文章分類タスクを用いて①②の機能検証を実施し、自然言語処理タスクの基盤としての有効性を調査する
③を用いて文章要約モデルを作成し文章の要約・校閲タスクの負荷軽減につなげる
※1 ファインチューニング: 追加学習の手法の一つ。学習済みモデルに新たな層を追加しモデル全体を再学習させる手法。
BERT研究の背景
自然言語処理の課題
近年ニューラルネットワークを活用した機械翻訳の精度向上により、自然言語処理はビジネス利用が可能な段階に近づいています。AI市場の中でも自然言語処理は最も大きい領域を占め拡大を続けていますが、現状様々な課題が残されています。
【自然言語処理の課題】
タスク毎に文字を特徴化するモデルを作成する必要がある
照応省略解析(こそあど言葉)など省略された語句を読み取れない
大量のデータが必要
文と文とのつながりを理解出来ない
語句に隠された暗黙な意味を理解出来ない
BERTの登場
BERTは様々なタスクに利用可能という汎用的な言語表現取得モデルであり、文と文の繋がりを理解し少ないデータで学習が可能という特徴を持ちます。 2018年、自然言語処理の多くのタスクで SOTA (※2)を大きく更新しました。

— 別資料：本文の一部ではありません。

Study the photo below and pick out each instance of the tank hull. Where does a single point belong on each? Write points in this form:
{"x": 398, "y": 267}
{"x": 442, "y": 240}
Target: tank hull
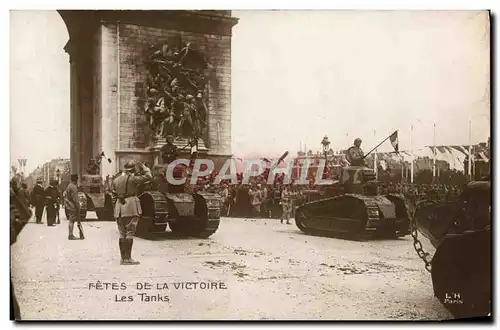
{"x": 461, "y": 265}
{"x": 354, "y": 214}
{"x": 195, "y": 215}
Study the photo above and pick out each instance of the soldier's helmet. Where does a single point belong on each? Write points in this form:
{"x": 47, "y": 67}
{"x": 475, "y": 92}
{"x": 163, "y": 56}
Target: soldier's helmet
{"x": 129, "y": 166}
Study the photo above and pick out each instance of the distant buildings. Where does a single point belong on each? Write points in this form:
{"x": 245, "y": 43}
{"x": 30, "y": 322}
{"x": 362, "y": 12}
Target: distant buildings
{"x": 49, "y": 171}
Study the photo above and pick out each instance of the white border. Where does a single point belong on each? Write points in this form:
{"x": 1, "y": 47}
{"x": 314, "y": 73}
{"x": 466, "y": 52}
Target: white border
{"x": 185, "y": 4}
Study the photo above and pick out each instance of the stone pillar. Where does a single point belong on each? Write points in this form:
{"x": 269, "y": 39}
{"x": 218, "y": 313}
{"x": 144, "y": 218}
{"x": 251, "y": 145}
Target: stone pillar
{"x": 109, "y": 115}
{"x": 107, "y": 54}
{"x": 75, "y": 111}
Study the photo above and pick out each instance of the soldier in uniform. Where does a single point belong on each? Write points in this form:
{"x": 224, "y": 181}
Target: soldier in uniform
{"x": 286, "y": 204}
{"x": 72, "y": 205}
{"x": 169, "y": 150}
{"x": 51, "y": 199}
{"x": 38, "y": 200}
{"x": 355, "y": 155}
{"x": 20, "y": 213}
{"x": 128, "y": 207}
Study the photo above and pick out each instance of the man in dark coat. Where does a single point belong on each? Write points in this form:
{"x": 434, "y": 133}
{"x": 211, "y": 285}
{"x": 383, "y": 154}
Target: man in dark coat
{"x": 38, "y": 200}
{"x": 72, "y": 206}
{"x": 128, "y": 207}
{"x": 51, "y": 200}
{"x": 20, "y": 213}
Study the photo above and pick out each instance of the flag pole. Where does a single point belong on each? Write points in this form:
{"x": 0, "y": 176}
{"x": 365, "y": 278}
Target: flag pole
{"x": 412, "y": 155}
{"x": 434, "y": 154}
{"x": 375, "y": 164}
{"x": 378, "y": 145}
{"x": 469, "y": 169}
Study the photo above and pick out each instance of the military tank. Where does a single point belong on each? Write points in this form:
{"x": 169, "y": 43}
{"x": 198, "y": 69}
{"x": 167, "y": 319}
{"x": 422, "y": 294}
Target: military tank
{"x": 461, "y": 265}
{"x": 354, "y": 208}
{"x": 186, "y": 213}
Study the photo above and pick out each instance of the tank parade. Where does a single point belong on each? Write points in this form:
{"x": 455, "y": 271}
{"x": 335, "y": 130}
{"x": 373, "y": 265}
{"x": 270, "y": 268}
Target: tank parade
{"x": 314, "y": 168}
{"x": 352, "y": 206}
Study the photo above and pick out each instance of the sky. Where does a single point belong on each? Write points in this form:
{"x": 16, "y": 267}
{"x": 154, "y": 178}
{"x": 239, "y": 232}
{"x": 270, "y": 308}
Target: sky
{"x": 296, "y": 77}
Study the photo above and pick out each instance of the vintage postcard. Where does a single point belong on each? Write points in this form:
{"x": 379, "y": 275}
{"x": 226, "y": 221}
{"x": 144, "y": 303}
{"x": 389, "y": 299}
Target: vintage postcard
{"x": 250, "y": 165}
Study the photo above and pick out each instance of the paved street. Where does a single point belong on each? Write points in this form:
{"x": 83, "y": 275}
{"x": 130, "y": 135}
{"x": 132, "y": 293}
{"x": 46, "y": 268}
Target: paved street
{"x": 271, "y": 271}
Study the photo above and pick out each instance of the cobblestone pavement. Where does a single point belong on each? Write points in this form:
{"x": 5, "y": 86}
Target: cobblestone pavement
{"x": 271, "y": 271}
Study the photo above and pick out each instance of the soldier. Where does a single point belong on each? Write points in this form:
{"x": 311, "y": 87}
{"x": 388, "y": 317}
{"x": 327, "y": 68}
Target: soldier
{"x": 72, "y": 205}
{"x": 25, "y": 192}
{"x": 355, "y": 155}
{"x": 128, "y": 208}
{"x": 93, "y": 167}
{"x": 51, "y": 199}
{"x": 20, "y": 213}
{"x": 38, "y": 200}
{"x": 169, "y": 150}
{"x": 286, "y": 204}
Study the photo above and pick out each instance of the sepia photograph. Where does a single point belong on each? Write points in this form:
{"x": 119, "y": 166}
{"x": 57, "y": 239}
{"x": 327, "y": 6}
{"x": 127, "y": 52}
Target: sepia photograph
{"x": 329, "y": 165}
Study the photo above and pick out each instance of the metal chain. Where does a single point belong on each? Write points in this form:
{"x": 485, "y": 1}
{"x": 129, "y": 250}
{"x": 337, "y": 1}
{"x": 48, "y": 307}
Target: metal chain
{"x": 416, "y": 242}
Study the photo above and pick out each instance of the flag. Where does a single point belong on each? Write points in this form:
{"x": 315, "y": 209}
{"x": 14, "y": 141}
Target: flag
{"x": 394, "y": 140}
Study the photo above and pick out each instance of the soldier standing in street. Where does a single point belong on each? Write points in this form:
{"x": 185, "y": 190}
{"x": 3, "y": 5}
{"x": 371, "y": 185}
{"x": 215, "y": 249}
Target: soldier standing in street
{"x": 286, "y": 204}
{"x": 38, "y": 200}
{"x": 51, "y": 199}
{"x": 355, "y": 155}
{"x": 72, "y": 205}
{"x": 128, "y": 208}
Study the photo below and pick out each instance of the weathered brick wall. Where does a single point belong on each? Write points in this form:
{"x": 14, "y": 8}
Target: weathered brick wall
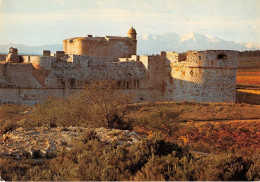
{"x": 203, "y": 76}
{"x": 114, "y": 47}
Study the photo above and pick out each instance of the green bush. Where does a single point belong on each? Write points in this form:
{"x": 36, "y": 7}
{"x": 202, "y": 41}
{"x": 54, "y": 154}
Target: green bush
{"x": 98, "y": 104}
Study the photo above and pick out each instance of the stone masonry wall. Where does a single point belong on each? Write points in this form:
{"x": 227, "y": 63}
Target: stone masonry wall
{"x": 109, "y": 46}
{"x": 202, "y": 76}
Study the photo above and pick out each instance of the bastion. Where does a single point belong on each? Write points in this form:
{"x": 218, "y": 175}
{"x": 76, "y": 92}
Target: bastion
{"x": 201, "y": 76}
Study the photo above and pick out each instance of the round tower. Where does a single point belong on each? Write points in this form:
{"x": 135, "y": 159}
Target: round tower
{"x": 131, "y": 33}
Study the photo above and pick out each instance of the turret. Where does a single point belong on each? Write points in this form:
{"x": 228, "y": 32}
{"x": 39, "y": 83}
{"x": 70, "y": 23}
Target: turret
{"x": 132, "y": 33}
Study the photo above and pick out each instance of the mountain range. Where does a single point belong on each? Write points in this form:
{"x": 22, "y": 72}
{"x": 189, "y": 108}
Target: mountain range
{"x": 155, "y": 43}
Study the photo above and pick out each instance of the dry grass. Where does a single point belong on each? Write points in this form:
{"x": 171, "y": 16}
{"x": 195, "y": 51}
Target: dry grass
{"x": 199, "y": 112}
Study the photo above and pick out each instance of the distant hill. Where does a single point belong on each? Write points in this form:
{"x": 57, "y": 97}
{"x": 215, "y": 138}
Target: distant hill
{"x": 155, "y": 43}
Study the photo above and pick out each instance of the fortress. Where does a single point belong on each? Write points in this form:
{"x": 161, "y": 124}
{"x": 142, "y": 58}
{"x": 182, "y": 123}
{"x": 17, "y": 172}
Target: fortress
{"x": 201, "y": 76}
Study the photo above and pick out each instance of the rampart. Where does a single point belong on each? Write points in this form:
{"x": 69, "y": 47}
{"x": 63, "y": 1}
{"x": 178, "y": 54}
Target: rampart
{"x": 202, "y": 76}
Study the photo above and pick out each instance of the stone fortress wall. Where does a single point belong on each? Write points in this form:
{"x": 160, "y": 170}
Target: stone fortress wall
{"x": 202, "y": 76}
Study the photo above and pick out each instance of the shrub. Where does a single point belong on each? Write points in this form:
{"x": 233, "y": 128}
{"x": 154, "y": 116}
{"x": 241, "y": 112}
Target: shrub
{"x": 97, "y": 104}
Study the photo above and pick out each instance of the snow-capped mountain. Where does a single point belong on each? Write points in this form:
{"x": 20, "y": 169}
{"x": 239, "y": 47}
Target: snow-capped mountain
{"x": 153, "y": 44}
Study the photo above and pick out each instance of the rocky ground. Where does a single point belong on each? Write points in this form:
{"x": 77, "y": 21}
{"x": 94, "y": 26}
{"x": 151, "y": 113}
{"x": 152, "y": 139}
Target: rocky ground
{"x": 43, "y": 142}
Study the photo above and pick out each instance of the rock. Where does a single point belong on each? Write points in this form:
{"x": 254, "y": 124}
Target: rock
{"x": 51, "y": 153}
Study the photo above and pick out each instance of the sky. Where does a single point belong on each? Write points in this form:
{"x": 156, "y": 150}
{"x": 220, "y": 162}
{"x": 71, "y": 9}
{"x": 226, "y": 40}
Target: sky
{"x": 41, "y": 22}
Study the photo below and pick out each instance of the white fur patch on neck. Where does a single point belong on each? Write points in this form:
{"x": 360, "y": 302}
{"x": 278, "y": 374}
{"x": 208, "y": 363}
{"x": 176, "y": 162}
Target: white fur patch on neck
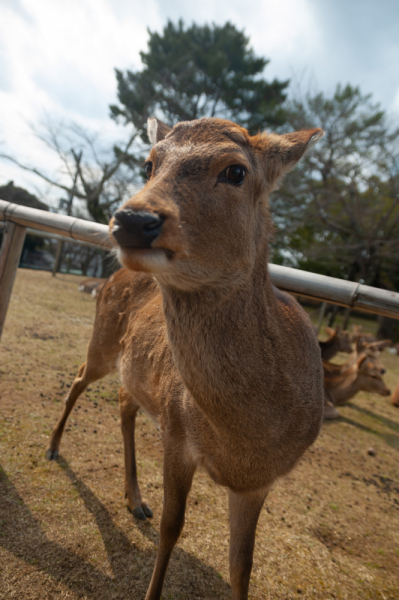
{"x": 152, "y": 127}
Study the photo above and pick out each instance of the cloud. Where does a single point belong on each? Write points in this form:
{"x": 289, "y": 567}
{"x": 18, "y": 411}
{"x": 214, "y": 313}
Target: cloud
{"x": 59, "y": 57}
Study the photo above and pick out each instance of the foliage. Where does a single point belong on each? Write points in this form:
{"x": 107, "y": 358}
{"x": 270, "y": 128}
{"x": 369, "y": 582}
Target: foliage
{"x": 338, "y": 211}
{"x": 200, "y": 71}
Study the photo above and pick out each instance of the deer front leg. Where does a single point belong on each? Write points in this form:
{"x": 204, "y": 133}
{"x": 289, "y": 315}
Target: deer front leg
{"x": 244, "y": 509}
{"x": 79, "y": 385}
{"x": 178, "y": 476}
{"x": 128, "y": 410}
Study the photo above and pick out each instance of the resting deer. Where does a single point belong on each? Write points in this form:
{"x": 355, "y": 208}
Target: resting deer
{"x": 228, "y": 365}
{"x": 338, "y": 341}
{"x": 343, "y": 382}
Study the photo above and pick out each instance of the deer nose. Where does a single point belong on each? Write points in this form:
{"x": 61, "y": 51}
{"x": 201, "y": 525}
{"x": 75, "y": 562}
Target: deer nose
{"x": 136, "y": 228}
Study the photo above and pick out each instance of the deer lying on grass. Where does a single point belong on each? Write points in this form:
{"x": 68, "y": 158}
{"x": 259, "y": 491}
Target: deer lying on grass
{"x": 228, "y": 365}
{"x": 91, "y": 286}
{"x": 341, "y": 383}
{"x": 338, "y": 341}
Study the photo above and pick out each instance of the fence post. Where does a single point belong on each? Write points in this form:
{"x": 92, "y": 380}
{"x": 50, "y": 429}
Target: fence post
{"x": 10, "y": 253}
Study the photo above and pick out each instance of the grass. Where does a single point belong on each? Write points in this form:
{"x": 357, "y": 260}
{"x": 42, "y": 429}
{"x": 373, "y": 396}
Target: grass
{"x": 330, "y": 529}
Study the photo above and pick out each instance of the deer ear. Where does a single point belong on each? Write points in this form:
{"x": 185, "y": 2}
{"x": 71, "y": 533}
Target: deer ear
{"x": 282, "y": 152}
{"x": 157, "y": 130}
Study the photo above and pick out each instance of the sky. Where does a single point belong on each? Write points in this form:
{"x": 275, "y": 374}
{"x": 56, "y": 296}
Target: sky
{"x": 57, "y": 58}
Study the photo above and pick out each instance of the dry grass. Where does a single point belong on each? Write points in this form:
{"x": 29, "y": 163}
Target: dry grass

参照:「BERT: Pre-training of Deep Bidirectional Transformers for Language Understanding」https://arxiv.org/pdf/1810.04805.pdf
※2 SOTA(State-of-the-Art): 「最先端の(技術)」という意味をあらわす慣用句。機械学習においてはある特定の機械学習モデルやタスクが「現時点での最高のスコア・精度」を達成していることを表します。
BERTを使用すると自然言語処理の課題とされている下記の1~5の項目の内、1~4の課題が解決されるとされています。
タスク毎に文字を特徴化するモデルを作成する必要がある
照応省略解析(こそあど言葉)など省略された語句を読み取れない
大量のデータが必要
文と文とのつながりを理解出来ない
語句に隠された暗黙な意味を理解出来ない
BERTモデル
Attention
BERTモデルは、Attention技術を組み込んだTransformerのエンコーダーで作成され、文章を入力し単語ごとの分散表現や文章全体の分散表現を出力できます。
Attentionは文章の各単語に文脈情報を付加する機構です。例えば「動物」という単語に一番紐付きが高い単語情報を付加し、同じ文章でAttentionを実行すると、文脈情報が取得可能になります。 Attentionは、文章内の離れた位置にある単語情報も取り入れることによって、文脈を深く考慮する人間の感覚に近い処理が可能です。
Transformer
TransformerはAttentionのみを使用した言語生成モデルであり、エンコーダーとデコーダーで単語位置情報を付加し、Attentionを実施した入力データと教師データで再度Attentionを実施した特徴を元に文章を生成します。
BERTの事前学習方法
BERT は24層の巨大モデル(約110M)で大量の言語情報データを事前学習した言語モデルです。事前学習での入力と出力は、文章を入力値としコンピュータが単語の意味を理解しやすくするため、各単語の分散表現(ベクトル表現)を出力します。
BERTの事前学習タスクにはMasked Language Modeling(穴埋めタスク)と、Next Sentence Prediction(隣接文予測タスク)の2種類が採用されています。
Masked Language Modeling (穴埋めタスク)
入力文の15%をランダムに[MASK]トークンに置き換え、[MASK]以外の単語から[MASK]の元の単語を予測するタスク。当タスクにより文脈情報も加味した単語意味表現を学習します。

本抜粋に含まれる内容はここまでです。